Billy and Teddy: Fear, Disinterest and Compassion for Wildlife
Guest Lecturer, Jon Mooallem
Thursday, February 20, 2014 – 5:00pm
Marston Exploration Theater, ISTB4 Building
Book Signing and Refreshments: 4:00pm / Lecture: 5:00pm
The birth of the teddy bear, inspired by a well-publicized incident during President Theodore Roosevelt’s black bear-hunting trip to Mississippi in 1902, was an idiosyncratic signal of a larger shift in the United States’ imaginative relationship with bears and other predators at the turn of the 20th century: Americans feared and exterminated bears, but all of a sudden, they also wanted to give a bear a hug. Seven years later, supporters of President-elect William Howard Taft promoted the incoming administration’s answer to the teddy bear: the Billy Possum. The toy was not a success. It was creepy-looking. Nobody liked it.

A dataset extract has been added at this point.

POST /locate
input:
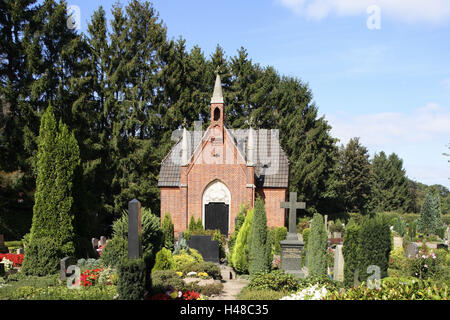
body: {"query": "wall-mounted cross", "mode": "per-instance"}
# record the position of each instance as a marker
(293, 205)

These two case studies, set alongside contemporary parallels and research in the humanities about people’s attitudes toward animals, are used to explore the biological and purely cultural dimensions of how Americans think and feel about wild animals: how the meanings of those animals may shift and float in and out of fashion over time.

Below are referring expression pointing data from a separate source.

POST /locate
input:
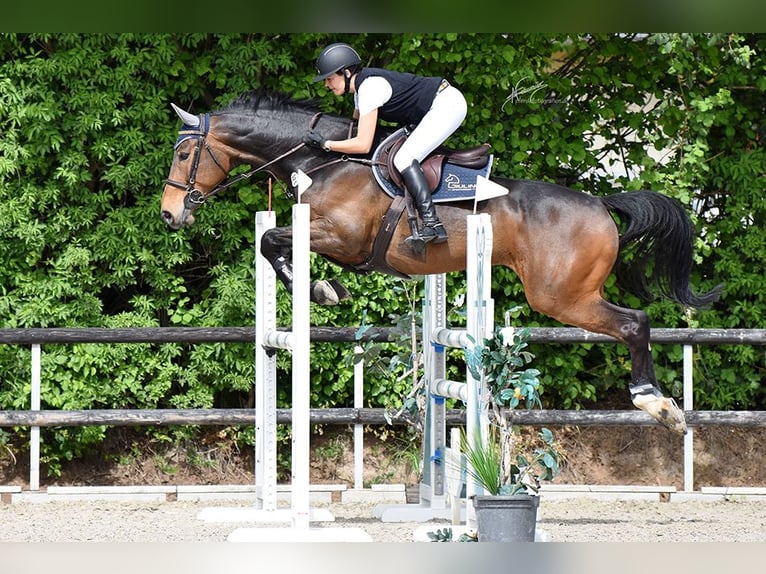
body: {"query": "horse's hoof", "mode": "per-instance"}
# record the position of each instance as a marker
(664, 409)
(322, 293)
(340, 290)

Jon Mooallem has been a Contributing Writer to the New York Times Magazine since 2006 and is also writer at large for Pop-Up Magazine. He has contributed to This American Life, Harper’s, Wired, The New Yorker, Radiolab and many other magazines and radio shows. Jon Mooallem will present this lecture, which is co-sponsored by the School of Life Sciences, as part of the Institute for Humanities Research Andrew W. Mellon Foundation /Consortium of Humanities Centers and Institutes funded “Humanities for the Environment” project. Jon Mooallem will be participating in the second of three workshops entitled “Imagining Communities in the Anthropocene: Multi-species Relationships.” The Humanities for the Environment (HfE) project is concerned with various aspects of environmental humanities and will be animated by questions about the role of the humanities in the age of the Anthropocene. Mooallem’s recent book Wild Ones: A Sometimes Dismaying, Weirdly Reassuring Story About Looking at People Looking at Animals in America will be available for purchase prior to his lecture just outside of the Marston Exploration Theater where light refreshments will be served and Mooallem will be available to sign books.